An American nonprofit organization helps young people around the world to understand important issues -- and each other.
The Global Nomads Group organizes educational videoconferences. Students and speakers discuss subjects like AIDS, world religions, nuclear weapons, immigration, climate change and politics.
For example, students from at least eight schools in Ghana talked with American students about the election and inauguration of President Obama. The Ghanaians took part from a distance learning center in Accra. Live coverage from Washington "brought the energy from the streets to the classrooms," said a story in Modern Ghana News.
The Global Nomads Group, or G.N.G., was started in nineteen ninety-eight by four university students. They wanted other young people to become more informed about the world.
Programs have been held in more than forty countries. The group says at least ten thousand students take part each year.
Shirley Herrin teaches high school in Magnolia, Texas.
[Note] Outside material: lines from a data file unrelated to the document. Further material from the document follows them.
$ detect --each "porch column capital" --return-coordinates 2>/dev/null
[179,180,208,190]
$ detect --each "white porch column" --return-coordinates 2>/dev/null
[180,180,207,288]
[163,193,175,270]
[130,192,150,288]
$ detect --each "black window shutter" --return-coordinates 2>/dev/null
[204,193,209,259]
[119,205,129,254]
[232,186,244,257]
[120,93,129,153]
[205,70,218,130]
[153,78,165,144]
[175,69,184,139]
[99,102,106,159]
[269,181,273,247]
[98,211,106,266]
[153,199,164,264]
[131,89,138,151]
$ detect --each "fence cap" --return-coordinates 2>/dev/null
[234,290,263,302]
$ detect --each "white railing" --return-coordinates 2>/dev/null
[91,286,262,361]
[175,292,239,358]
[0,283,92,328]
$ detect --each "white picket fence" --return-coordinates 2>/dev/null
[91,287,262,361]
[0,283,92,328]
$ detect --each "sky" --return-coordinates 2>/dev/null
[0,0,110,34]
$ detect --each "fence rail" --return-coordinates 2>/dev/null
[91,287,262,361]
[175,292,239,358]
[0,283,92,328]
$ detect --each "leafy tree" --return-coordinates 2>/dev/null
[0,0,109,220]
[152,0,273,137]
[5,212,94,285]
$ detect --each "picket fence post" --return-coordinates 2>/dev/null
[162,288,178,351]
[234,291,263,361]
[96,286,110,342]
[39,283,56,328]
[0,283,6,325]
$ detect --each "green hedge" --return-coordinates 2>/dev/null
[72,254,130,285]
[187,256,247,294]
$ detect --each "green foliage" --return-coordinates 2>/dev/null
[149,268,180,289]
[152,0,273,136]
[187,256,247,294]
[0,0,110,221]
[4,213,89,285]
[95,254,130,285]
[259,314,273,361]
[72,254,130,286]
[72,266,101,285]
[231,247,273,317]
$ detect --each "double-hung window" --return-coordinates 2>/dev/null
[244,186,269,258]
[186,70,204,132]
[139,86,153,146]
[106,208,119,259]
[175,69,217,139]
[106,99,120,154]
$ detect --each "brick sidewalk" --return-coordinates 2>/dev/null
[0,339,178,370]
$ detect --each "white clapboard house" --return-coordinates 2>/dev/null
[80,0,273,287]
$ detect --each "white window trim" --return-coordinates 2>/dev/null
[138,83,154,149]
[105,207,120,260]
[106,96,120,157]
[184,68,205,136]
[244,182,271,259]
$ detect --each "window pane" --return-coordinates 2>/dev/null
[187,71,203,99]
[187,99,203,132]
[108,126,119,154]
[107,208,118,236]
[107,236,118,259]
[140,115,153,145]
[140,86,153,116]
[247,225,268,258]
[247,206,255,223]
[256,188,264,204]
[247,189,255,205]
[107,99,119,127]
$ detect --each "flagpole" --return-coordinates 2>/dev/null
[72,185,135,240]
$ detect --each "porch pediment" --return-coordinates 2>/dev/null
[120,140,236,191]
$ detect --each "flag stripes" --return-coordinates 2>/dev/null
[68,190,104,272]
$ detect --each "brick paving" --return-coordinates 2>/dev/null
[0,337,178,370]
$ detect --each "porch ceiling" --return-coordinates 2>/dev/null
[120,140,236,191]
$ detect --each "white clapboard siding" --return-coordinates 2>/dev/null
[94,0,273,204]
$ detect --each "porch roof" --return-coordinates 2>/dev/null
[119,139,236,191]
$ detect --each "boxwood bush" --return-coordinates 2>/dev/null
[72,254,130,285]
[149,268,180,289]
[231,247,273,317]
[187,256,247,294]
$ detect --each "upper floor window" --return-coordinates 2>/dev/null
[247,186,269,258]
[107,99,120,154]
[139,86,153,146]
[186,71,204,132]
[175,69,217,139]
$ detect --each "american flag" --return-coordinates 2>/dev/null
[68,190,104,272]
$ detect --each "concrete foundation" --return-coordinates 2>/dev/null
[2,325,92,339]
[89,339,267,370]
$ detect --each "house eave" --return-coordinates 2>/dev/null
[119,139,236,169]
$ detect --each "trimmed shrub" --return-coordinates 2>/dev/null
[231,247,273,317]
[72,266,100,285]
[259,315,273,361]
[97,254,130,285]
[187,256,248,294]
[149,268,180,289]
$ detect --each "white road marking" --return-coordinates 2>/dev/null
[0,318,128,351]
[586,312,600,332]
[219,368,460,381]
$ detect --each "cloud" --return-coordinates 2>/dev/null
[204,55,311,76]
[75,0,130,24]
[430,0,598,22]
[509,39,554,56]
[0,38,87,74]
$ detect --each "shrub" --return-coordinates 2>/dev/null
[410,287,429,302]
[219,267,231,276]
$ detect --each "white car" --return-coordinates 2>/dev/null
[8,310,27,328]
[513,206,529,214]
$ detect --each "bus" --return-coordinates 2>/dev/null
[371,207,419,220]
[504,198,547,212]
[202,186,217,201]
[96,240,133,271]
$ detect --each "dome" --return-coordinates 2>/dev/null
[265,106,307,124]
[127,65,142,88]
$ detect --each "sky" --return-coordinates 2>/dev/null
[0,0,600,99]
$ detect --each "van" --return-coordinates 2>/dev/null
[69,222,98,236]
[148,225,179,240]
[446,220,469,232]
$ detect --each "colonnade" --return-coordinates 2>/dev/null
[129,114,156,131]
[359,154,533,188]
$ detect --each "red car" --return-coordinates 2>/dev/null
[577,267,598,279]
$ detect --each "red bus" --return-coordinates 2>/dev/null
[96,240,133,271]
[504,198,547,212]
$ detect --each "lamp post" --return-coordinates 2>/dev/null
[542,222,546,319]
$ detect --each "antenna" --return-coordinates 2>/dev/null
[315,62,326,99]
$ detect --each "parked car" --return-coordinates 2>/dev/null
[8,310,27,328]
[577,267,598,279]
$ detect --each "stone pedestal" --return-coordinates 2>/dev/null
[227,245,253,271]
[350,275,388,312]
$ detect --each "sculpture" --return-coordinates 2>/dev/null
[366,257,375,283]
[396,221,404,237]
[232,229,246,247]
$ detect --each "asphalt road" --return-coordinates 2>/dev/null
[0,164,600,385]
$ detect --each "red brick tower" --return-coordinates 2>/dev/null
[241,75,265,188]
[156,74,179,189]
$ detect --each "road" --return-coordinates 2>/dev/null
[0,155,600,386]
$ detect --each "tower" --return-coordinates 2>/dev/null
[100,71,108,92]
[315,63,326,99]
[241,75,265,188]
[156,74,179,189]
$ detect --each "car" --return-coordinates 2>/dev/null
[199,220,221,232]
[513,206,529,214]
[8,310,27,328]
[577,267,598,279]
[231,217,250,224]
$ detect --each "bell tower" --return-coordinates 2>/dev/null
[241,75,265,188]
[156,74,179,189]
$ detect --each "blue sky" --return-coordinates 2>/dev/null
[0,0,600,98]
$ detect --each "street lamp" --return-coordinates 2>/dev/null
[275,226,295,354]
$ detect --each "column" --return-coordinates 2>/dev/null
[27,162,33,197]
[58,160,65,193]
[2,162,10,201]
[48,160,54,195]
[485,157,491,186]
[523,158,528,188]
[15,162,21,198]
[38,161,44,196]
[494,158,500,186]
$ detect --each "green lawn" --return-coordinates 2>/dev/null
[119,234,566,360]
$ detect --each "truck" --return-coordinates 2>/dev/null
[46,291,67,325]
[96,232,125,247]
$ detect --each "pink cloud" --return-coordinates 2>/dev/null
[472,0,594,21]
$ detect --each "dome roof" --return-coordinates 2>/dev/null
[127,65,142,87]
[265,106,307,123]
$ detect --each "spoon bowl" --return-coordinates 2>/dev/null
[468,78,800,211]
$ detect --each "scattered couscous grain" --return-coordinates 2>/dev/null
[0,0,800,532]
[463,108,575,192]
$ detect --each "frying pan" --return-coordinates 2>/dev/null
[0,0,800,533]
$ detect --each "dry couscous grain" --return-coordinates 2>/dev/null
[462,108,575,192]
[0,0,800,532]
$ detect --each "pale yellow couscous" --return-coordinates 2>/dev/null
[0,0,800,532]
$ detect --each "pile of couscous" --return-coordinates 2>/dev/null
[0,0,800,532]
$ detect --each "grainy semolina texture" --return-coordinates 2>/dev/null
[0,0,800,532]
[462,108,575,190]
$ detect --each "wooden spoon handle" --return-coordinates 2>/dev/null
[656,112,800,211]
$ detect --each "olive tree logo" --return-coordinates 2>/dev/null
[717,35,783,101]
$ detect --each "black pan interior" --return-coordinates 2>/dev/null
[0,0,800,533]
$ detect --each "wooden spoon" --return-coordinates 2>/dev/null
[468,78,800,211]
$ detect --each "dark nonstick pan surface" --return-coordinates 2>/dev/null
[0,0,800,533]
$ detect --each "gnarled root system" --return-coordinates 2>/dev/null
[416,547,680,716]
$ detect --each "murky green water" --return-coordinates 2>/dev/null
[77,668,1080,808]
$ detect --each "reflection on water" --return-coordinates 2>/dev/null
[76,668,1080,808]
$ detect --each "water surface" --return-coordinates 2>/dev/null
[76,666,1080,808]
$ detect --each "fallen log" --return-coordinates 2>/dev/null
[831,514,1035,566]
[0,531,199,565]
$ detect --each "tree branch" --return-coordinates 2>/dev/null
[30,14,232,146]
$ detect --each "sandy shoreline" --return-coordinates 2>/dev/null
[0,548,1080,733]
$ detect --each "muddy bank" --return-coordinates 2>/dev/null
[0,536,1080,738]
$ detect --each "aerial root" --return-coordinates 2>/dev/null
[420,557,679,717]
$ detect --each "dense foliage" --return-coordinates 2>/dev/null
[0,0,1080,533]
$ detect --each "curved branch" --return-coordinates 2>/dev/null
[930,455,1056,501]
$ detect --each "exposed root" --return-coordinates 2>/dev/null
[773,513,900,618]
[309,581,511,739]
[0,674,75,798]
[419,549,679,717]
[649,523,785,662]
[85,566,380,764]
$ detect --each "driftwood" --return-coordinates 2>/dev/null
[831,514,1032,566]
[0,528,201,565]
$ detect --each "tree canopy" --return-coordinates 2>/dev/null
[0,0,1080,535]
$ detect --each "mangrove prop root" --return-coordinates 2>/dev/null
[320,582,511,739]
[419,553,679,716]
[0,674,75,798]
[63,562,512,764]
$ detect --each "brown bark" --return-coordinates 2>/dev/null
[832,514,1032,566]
She says her school is not using the programs this year because of budget cuts. But she tells us in an e-mail: "A live conference feed was 100% better than a textbook. Magnolia is a small town and for many of my students this was an opportunity to travel around the world."
One thing her students discovered is that they liked the same music and activities as many other young people around the world.
The Global Nomads Group charges for programs, but says it tries to help schools with limited resources.
In one program, students in Rwanda and at several American high schools asked each other questions. These included questions from Rwandan students about subjects like drug use, H.I.V./AIDS and girls in school who get pregnant.
An American boy asked about ethnic groups in Rwanda.
BOY: "The Tutsi and the Hutu, I am wondering what you guys see as the differences between those two tribes?"
GIRL: "This is Alene speaking. There is actually no difference between the Hutus and the Tutsis. First of all they are not two different tribes. We are one people. They are just ethnicities ... "
At the end of the videoconference, the Rwandan teacher made an announcement.
TEACHER: "In our culture we never say goodbye, and we are going to entertain you. Thank you."